Not only is its retention rate incredibly high—which means once Blackline adds a new customer, they almost never lose it—its scored a net revenue retention rate of 108%, which means existing customers spent an additional 8% with Blackline this year.
According to Perkins, Blackline’s products replace Microsoft Excel with “digitally automated workflows,” and is the “leading product” in the fintech space. Perkins also pointed out that more than half of Fortune 50 companies use Blackline’s software.
Perkins also noted that Blackline has a large “underpenetrated” market and it is expanding its sales efforts, which should boost growth over the long run.
Perkins isn’t the only analyst bullish on Blackline. Earlier this month, First Analysis initiated coverage on the stock with an Outperform rating and a 12-month price target of $55 – 17% higher than the current price. The average analyst price target indicates nearly 14% upside over the next year.
AltraVue Capital’s Touk Sinantha likes commercial-stage biopharma stock SIGA Technologies (NASDAQ: SIGA).
Early this month, SIGA announced that it had reached concurrence with the FDA that no further clinical studies would be required for the IV formulation of TPOXX (tecovirimat) for the treatment of smallpox, and the company plans to file a New Drug Application for the formulation in 2020.
“We are pleased to reach this milestone with the FDA in the development of the IF formulation of TPOXX,” Phil Gomez, CEO of SIGA Technologies, said in a press release. “We will now focus on finalizing the commercial production capability for IV TPOXX and submitting the NDA in 2020.”
According to Sinantha, SIGA is a “super conventional biotech” considering its focus on smallpox, and noted that the company has over $100 million in net cash and its research and development expenses are funded by the government.
Sinantha sees more than 30% upside for the stock over the next 12 months, and says the stock could see a push from international sales as G-8 companies stockpile vaccines.
And finally, Stamina Capital’s Christopher Weldon is bullish on Adyen (OTC: ADYYF).

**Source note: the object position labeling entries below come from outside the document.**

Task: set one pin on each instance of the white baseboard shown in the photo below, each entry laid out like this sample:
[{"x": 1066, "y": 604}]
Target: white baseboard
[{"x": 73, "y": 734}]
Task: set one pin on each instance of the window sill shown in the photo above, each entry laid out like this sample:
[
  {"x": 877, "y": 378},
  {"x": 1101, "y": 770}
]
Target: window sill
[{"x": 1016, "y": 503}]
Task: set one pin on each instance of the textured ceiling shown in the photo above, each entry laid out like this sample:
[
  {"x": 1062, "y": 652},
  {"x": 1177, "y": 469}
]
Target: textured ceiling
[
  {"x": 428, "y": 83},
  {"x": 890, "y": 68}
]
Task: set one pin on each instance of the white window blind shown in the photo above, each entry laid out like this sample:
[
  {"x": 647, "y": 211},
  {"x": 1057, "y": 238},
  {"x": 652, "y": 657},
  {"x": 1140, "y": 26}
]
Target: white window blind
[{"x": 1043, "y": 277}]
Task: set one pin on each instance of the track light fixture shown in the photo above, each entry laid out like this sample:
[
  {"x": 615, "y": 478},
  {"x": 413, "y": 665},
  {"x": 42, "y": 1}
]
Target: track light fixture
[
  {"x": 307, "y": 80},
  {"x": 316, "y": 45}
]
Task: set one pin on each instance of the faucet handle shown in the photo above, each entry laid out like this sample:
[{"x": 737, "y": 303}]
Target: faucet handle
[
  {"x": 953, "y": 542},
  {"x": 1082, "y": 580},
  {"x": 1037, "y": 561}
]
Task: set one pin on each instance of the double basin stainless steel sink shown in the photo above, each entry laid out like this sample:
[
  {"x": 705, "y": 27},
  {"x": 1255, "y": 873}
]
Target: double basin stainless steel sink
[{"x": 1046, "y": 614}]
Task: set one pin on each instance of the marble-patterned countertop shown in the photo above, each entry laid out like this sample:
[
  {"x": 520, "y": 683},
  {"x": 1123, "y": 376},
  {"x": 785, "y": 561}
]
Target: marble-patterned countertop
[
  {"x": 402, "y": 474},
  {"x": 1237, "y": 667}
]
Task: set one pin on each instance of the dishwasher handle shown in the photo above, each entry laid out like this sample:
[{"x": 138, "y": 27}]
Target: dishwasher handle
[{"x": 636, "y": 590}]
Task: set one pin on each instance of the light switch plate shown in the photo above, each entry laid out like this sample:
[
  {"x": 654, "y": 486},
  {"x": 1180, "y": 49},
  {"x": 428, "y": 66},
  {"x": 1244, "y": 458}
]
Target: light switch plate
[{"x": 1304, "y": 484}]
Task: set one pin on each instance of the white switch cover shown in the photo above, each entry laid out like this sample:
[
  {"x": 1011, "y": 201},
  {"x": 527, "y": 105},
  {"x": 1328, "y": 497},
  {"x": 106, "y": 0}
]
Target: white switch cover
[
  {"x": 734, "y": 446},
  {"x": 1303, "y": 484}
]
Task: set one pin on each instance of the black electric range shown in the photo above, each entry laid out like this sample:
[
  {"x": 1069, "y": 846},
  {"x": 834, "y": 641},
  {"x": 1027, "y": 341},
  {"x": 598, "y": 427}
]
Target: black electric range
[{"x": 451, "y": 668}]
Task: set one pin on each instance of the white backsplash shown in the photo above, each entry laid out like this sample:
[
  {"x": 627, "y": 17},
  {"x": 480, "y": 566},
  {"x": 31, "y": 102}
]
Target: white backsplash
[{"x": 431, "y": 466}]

Weldon says Adyen is the lowest-cost payments processor around, and said it is used by several other fast-growing tech companies including Facebook (NASDAQ: FB), Netflix (NASDAQ: NFLX), Spotify (NYSE: SPOT), and Uber (NYSE: UBER).
The Stamina portfolio manager says Adyen has the potential to double over the next three years.
Goldman Sachs (NYSE: GS) is also bullish on the stock and just last week, analyst Mohammed Moawalla upgraded Adyen to Goldman’s Conviction Buy list with a price target of 960 euros ($1,067.85) – 55.5% higher than the current price.
Moawalla said Adyen’s “attractive” competitive positioning and secular growth dynamics in payments should help it to outgrow the market.